The S&P 500 has generated returns including dividends of 27 per cent so far this year as the blue-chip index has set record highs on more than 60 trading days, according to Goldman Sachs data.

Last week alone, US markets rallied 2 per cent, the best performance since June. Companies beaten down during the pandemic such as airlines, cruise operators and casinos advanced after Pfizer’s announcement on Friday that its antiviral pill successfully reduced hospitalisation rates stemming from Covid-19 by 90 per cent.

Evidence that the US economy is pulling itself out of the pandemic-induced downturn further bolstered sentiment, with the latest monthly jobs report showing a pick-up in job growth across nearly all sectors after several months of more lacklustre gains. More than 500,000 positions were created in October, and the unemployment rate fell to 4.6 per cent in a move that exceeded economists’ expectations.

The $1.2tn infrastructure spending bill passed late on Friday by the US House of Representatives could provide yet further fuel to the world’s biggest economy.

“We are on the train to normal,” said Kristina Hooper, chief global market strategist at Invesco. “We are not quite there yet but we are certainly moving in the right direction. Growth is re-accelerating and it’s helped by the new developments in Covid treatment.”

Michael Gapen, chief US economist at Barclays, also pointed to a report last week showing an uptick in US automobile sales and a survey indicating activity in the sprawling American services sector rising at an unprecedented pace. “We view incoming data this week as consistent with our expectation for improved economic momentum heading into year-end,” he said in a note to the investment bank’s clients.

Sentiment has also been bolstered by signs that large US companies are broadly managing to weather the surge in the prices of raw materials, supply chain bottlenecks and shortages in the labour market.

Earnings of companies listed on the S&P 500 rose about 40 per cent in the third quarter from the same period in 2020, according to data collated by FactSet on corporate reports issued in recent weeks.

Profit margins slipped to about 12.3 per cent from 12.6 per cent the previous quarter on aggregate, but that was still about 0.7 percentage points better than analysts had anticipated before the earnings season kick-off, according to Goldman Sachs.

“Despite lingering global supply chain disruptions and elevated inflation, companies have successfully navigated most margin headwinds by relying on pricing power,” the Wall Street investment bank noted.

The Pfizer announcement on Friday provided a further boost to investors’ confidence, with Scott Gottlieb, a former commissioner of the Food and Drug Administration and a member of Pfizer’s board, saying that the pandemic could be over by January.

Live Nation Entertainment, which puts on live concerts that have been curtailed by social restrictions during the pandemic, rose more than 20 per cent for the week, its biggest move higher since March 2020 when the Fed first stepped into financial markets to quell the downturn stemming from the pandemic.
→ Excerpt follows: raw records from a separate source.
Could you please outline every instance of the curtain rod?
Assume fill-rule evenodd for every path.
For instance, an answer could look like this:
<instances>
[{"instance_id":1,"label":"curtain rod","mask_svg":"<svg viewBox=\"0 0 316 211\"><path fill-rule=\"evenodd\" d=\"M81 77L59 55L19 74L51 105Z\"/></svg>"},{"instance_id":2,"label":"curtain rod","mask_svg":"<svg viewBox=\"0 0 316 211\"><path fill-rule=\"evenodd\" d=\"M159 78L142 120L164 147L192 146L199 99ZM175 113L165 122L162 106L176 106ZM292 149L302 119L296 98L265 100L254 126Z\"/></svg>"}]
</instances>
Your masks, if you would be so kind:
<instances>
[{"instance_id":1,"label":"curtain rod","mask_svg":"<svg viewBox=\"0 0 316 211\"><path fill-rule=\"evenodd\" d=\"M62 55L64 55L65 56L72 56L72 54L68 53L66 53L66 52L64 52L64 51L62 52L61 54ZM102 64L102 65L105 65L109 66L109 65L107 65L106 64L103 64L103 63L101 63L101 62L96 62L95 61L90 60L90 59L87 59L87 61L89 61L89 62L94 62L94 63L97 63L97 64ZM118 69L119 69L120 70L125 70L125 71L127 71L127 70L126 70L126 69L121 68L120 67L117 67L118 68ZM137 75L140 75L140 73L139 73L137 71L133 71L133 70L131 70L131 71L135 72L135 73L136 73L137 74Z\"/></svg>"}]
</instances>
Cruise operator Royal Caribbean was also among the biggest risers for the week, up more than 14 per cent.

“We have moved into a new phase of the pandemic,” said Rebecca Patterson, director of investment research at Bridgewater, adding that the jolt higher in stock markets had also been underpinned by signals from central banks that they would only slowly unravel crisis-era stimulus measures.

The Federal Reserve took its first big step towards ending pandemic-era crisis support for financial markets on Wednesday, announcing that it would begin scaling back its $120bn-a-month asset purchase programme with an aim to end the stimulus altogether by the second half of next year.

However, Fed chair Jay Powell’s reassurance that the central bank was pursuing a patient approach when it came to raising interest rates helped to ease investors’ angst that a substantive move towards higher borrowing costs was soon forthcoming. “He is doing everything he can to avoid confusion,” said Hooper.